The Community Infrastructure Levy (known as CIL) was introduced in 2010 to allow local authorities in England and Wales to raise funds from new building projects to fund new infrastructure needed to support the development of the area. Since 2010, a number of changes have been made to CIL, as a result of lessons learnt during its early stages of implementation.
The latest package of proposed changes have already been through a consultation process and the Government has announced that they will be developing regulations and guidance as quickly as possible to enable the changes to come into effect by the end of January 2014 (subject to the parliamentary process).
Amongst the proposed changes are the following headlines:
All residential extensions and annexes to be exempt from CIL. (Currently larger residential extensions of 100m2 or more are liable to pay CIL)

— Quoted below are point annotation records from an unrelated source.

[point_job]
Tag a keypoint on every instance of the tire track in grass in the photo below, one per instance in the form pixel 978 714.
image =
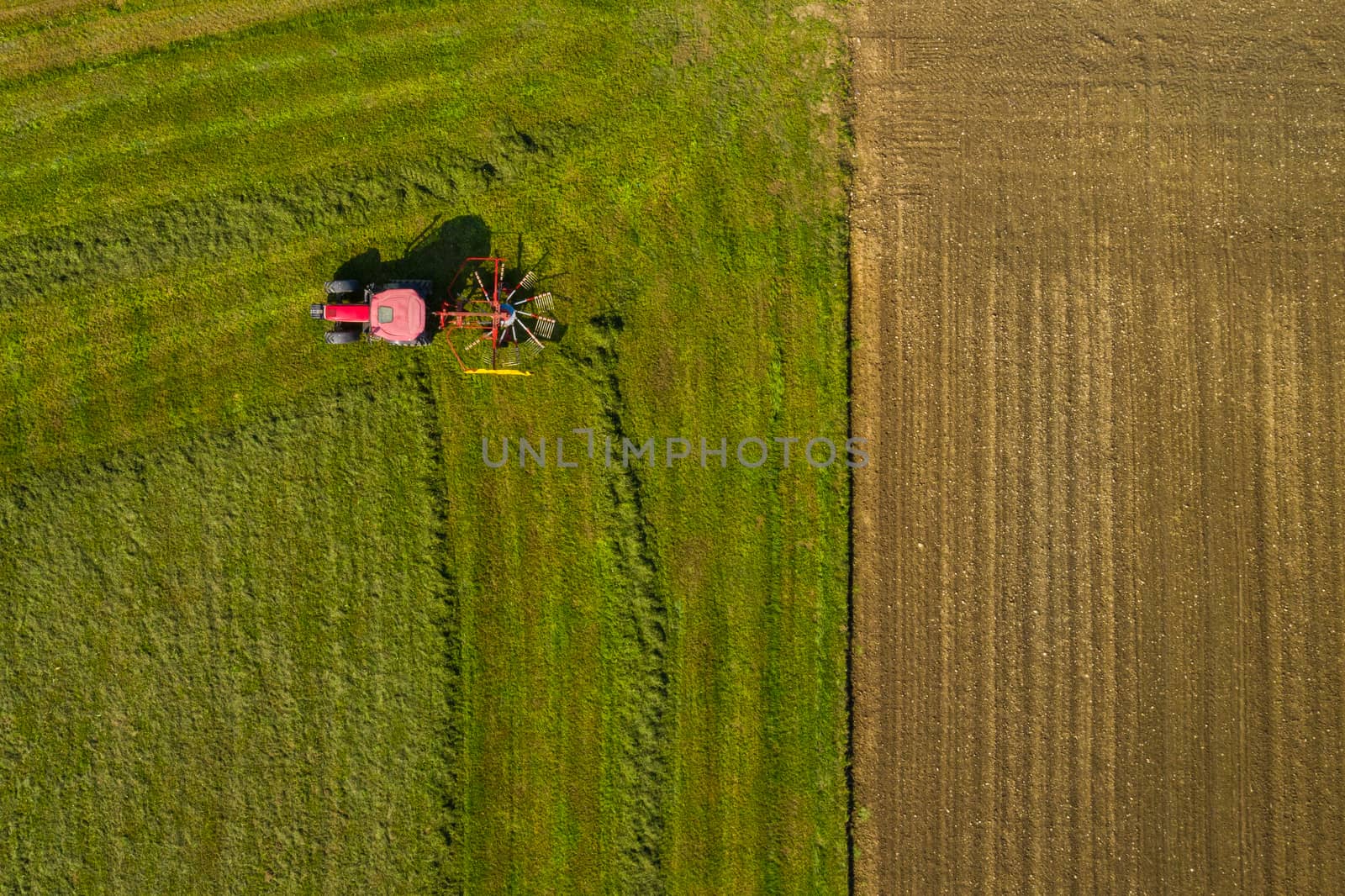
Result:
pixel 450 872
pixel 643 710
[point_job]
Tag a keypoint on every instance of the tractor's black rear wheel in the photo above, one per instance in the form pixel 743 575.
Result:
pixel 340 287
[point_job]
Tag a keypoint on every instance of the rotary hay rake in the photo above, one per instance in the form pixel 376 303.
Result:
pixel 504 324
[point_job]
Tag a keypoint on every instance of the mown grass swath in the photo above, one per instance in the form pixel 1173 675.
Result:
pixel 651 690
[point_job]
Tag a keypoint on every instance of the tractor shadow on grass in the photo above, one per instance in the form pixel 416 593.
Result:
pixel 435 253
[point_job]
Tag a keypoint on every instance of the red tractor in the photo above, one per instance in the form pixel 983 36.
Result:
pixel 498 324
pixel 393 313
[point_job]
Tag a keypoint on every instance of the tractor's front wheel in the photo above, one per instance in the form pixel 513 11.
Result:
pixel 340 287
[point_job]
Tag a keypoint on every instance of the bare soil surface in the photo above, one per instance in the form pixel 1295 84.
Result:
pixel 1100 620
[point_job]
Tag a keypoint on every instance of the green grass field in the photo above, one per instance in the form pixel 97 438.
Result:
pixel 266 616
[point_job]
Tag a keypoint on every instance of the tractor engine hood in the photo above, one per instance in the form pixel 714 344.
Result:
pixel 397 315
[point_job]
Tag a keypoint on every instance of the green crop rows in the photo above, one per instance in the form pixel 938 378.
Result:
pixel 266 616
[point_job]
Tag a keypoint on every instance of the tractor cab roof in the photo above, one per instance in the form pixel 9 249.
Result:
pixel 397 315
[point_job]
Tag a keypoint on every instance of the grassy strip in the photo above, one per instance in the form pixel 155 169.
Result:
pixel 225 663
pixel 651 662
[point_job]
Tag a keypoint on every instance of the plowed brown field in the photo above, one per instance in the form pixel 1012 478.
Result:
pixel 1100 638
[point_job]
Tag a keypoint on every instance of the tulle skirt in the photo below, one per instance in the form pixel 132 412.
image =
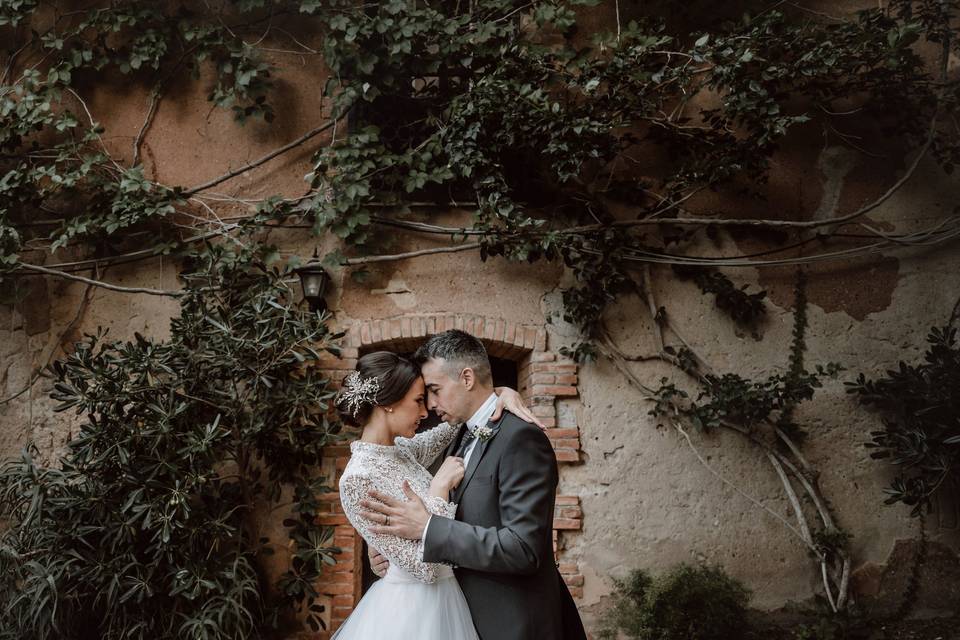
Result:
pixel 400 607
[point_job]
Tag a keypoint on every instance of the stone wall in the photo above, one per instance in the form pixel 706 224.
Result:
pixel 632 494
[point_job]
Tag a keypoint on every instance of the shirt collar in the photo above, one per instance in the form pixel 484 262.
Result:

Genuine self-build housing to be eligible to apply for relief from CIL
Extending the vacancy test from 1 year to 3 years. There is currently a ‘vacancy test’ which allows the off-setting of existing floorspace against a levy liability when a building has been in continuous lawful use for at least six of the previous 12 months. The new regulations will allow buildings that have been in use for a continuous period of 6 months in the last 3 years to be exempt from CIL payment. Furthermore, only increases in floorspace in refurbishment and redevelopment schemes would be chargeable, providing that the use of the buildings on site had not been abandoned
Changes to the rules for “discretionary relief in exceptional circumstances”. Currently there must be a Section 106 in place which is greater than the value of CIL, before discretionary relief can be provided. The proposed change is that the S106 must be in place but does not need to be higher in value than the CIL in order for discretionary relief to be sought
Changes to CIL appeals – the new regulations will allow appeals against the chargeable amount in relation to planning permissions granted after development has commenced. This will assist with retrospective planning permissions, section 73 applications or new planning permissions which change the design of a commenced scheme
Whilst the proposed changes will be welcomed by many, it is clear that the CIL regulations are continuously evolving and becoming an increasingly complex area of work for all those involved.